高德 David Joel Cohen

國立臺灣大學人類學系暨研究所副教授
學歷
- 美國哈佛大學人類學系博士(2001)
- 美國哈佛大學東亞地區研究碩士(1989)
- 美國哈佛大學人類學系學士(1986)
經歷
- 國立臺灣大學人類學系暨研究所副教授(2020/8~迄今)
- 國立臺灣大學人類學系暨研究所助理教授(2015/2~2020/7)
- 美國波士頓大學考古學系考古學兼職助理教授(2006/2~2013/8)
New Perspectives on the East Asian Upper Paleolithic-Early Neolithic Past
My archaeological research over the past two decades has centered on applying more anthropologically-based theoretical orientations to better understand the East Asian archaeological record of revolutionary behavioral changes in prehistory. I look at such questions as the origins of behavioral modernity, how humans adapted to the Last Ice Age through new technologies, symbolic systems, and information exchange networks, how Upper Paleolithic hunter-gatherers 20,000 years ago in South China invented the world’s first pottery (rather than Neolithic farmers, as previously assumed), and how mobile foragers for the first time in human prehistory, around 10,000 years ago, settled into villages and became farmers. This work is multidisciplinary at its core and involves long-term collaborations with international teams of colleagues both in the field and in the lab that allow us to apply innovative excavation and analytical methodologies, such as combined systematic radiocarbon dating and geoarchaeological soil micromorphology or the techno-functional approach in lithic analysis. As a result, my work has been able to challenge prior ideas concerning two of humankind’s great behavioral changes—the “Upper Paleolithic Revolution” and the “Neolithic Revolution.” This research not only is changing worldwide understanding of these revolutions, but equally importantly, it exposes Euro-centric and other biases underlying archaeology’s supposed “universal” models of cultural evolution. My research has helped make clear that many previous understandings of prehistory clearly require re-evaluations that better incorporate the East Asian archaeological record, and that the East Asian archaeological record clearly requires new, more behaviorally-oriented, anthropological approaches to build our explanatory frameworks rather than relying on traditional, typologically-based approaches. By doing so, we can gain truer and broader perspectives through which to better understand the Paleolithic-to-Early Neolithic foundations of the present-day world’s shared, human adventure.
得獎感言
The research efforts behind this award are not just mine alone, and so I first must say that I am extremely grateful to my international collaborators who over the decades have shared their knowledge, amazing capabilities in archaeology and the sciences, humor, and friendship and especially to my mentor and friend, the late Prof.

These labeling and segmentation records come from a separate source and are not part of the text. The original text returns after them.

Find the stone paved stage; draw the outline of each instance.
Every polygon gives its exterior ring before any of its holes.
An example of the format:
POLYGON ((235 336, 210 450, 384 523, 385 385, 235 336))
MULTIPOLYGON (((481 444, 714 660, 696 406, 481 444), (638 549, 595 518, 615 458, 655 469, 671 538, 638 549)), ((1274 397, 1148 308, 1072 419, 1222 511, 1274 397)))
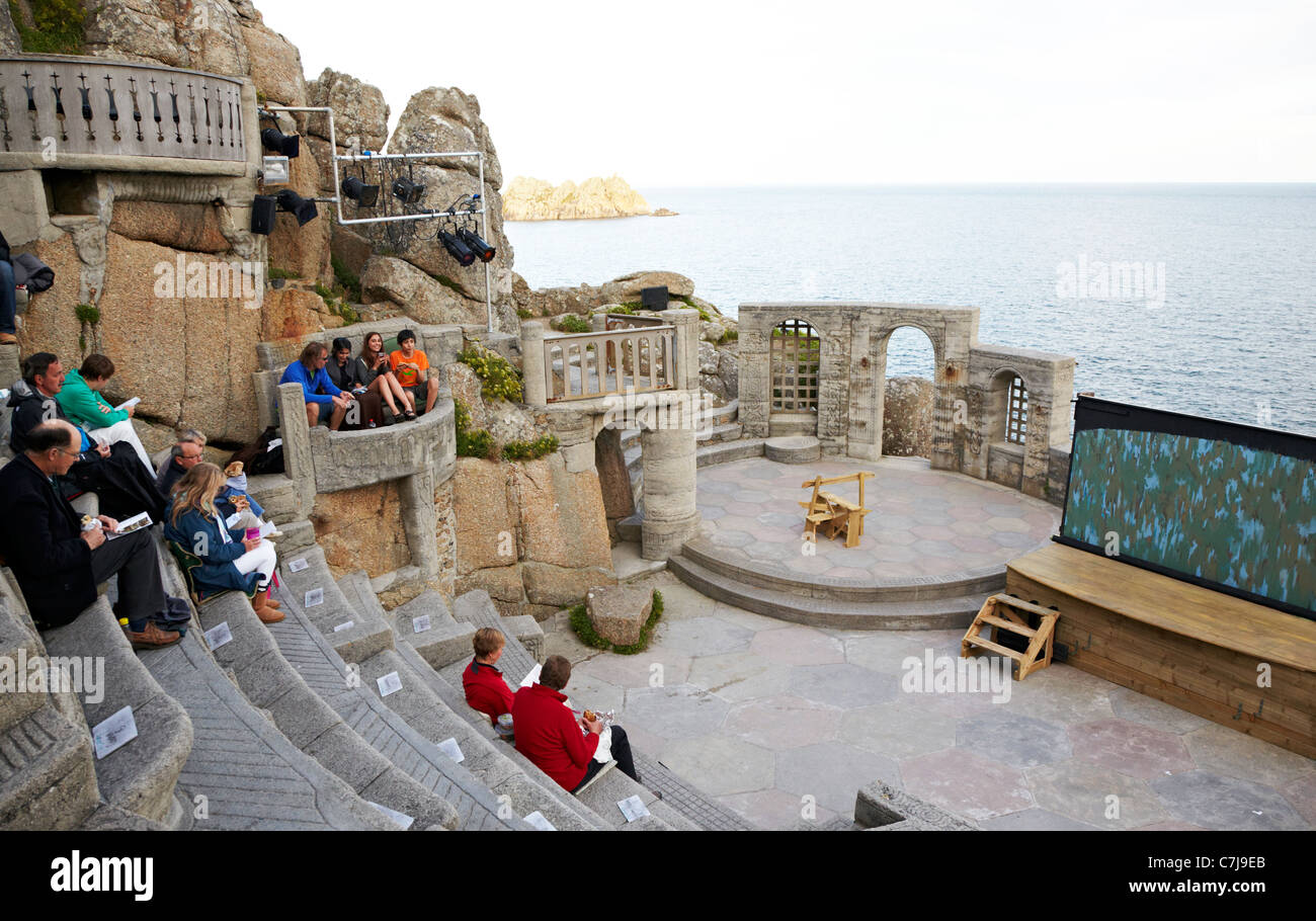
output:
MULTIPOLYGON (((826 489, 858 499, 854 483, 826 489)), ((966 476, 930 470, 926 460, 819 460, 786 464, 766 458, 699 471, 696 546, 758 574, 805 584, 848 587, 957 582, 1005 572, 1005 563, 1048 542, 1061 510, 1040 499, 966 476), (876 474, 865 484, 873 509, 858 547, 819 537, 804 553, 804 509, 816 475, 876 474)))
POLYGON ((567 693, 616 709, 641 751, 763 828, 850 817, 879 778, 984 829, 1316 825, 1316 762, 1069 666, 1011 682, 1001 703, 913 692, 907 657, 955 657, 963 630, 800 626, 670 572, 634 584, 665 599, 645 653, 545 624, 547 651, 574 663, 567 693))

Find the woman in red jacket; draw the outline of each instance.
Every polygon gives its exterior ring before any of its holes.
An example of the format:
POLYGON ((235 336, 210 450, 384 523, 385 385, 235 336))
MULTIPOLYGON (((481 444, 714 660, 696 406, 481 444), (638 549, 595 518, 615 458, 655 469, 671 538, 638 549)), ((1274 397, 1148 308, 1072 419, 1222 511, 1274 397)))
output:
MULTIPOLYGON (((550 655, 540 671, 540 682, 516 692, 512 725, 516 729, 516 750, 557 780, 559 787, 575 793, 603 770, 594 757, 603 720, 586 721, 582 717, 576 722, 575 714, 565 707, 567 696, 562 693, 570 680, 571 663, 561 655, 550 655)), ((630 742, 621 726, 612 726, 611 754, 621 772, 638 783, 630 742)))

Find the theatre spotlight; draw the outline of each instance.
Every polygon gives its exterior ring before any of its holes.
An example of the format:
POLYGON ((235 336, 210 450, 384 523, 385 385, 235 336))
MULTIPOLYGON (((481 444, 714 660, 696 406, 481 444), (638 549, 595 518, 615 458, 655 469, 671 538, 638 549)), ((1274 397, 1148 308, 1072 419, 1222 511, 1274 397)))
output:
POLYGON ((475 254, 471 253, 470 247, 453 234, 447 233, 447 230, 440 230, 438 239, 443 243, 443 249, 446 249, 458 263, 468 266, 475 262, 475 254))
POLYGON ((297 218, 297 226, 303 226, 307 221, 315 220, 317 216, 315 199, 303 199, 300 195, 293 192, 291 188, 286 188, 278 195, 279 209, 290 212, 297 218))
MULTIPOLYGON (((466 247, 479 257, 480 262, 494 258, 494 247, 479 238, 478 234, 462 228, 457 232, 457 238, 466 243, 466 247)), ((465 264, 465 263, 463 263, 465 264)))
POLYGON ((379 186, 367 186, 357 176, 343 179, 342 193, 355 201, 358 208, 374 208, 379 201, 379 186))
POLYGON ((425 183, 416 183, 407 176, 393 180, 393 197, 404 205, 413 205, 425 195, 425 183))
POLYGON ((272 150, 282 157, 296 157, 301 153, 301 136, 284 134, 278 128, 266 128, 261 132, 261 143, 266 150, 272 150))

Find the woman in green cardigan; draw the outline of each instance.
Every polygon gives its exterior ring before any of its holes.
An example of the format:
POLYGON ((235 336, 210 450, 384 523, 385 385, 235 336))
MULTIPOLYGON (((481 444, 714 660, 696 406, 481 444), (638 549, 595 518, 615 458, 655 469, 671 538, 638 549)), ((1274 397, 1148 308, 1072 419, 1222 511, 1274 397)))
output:
POLYGON ((137 408, 136 404, 126 409, 114 409, 105 397, 100 395, 101 388, 109 383, 114 375, 114 363, 105 355, 87 355, 82 368, 64 375, 64 386, 55 400, 64 411, 64 416, 74 425, 80 425, 93 439, 113 445, 117 441, 128 442, 137 457, 146 464, 146 470, 155 475, 155 467, 137 438, 130 417, 137 408))

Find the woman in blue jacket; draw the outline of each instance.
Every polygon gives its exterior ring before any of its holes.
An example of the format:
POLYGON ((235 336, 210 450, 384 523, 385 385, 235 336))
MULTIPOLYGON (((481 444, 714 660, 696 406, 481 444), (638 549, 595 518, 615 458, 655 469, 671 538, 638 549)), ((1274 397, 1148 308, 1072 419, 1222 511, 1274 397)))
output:
POLYGON ((216 497, 224 488, 224 471, 213 463, 192 467, 174 487, 164 520, 164 538, 201 560, 191 571, 193 583, 218 591, 257 589, 251 607, 266 624, 283 620, 279 603, 270 597, 270 579, 276 558, 274 545, 259 537, 243 539, 242 528, 229 529, 216 497))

Ofer Bar-Yosef (Harvard), for showing me what being a good archaeologist is all about. To my research partners in China, thank you for being gracious hosts and good friends and for letting me join with you in your pursuits of knowledge about the past. Thank you to the NSTC and taxpayers of Taiwan for your willingness to fund my international research, to my colleagues in the Department of Anthropology at NTU for helping guide this foreigner through Taiwan academic life, and to my family for their understanding and support.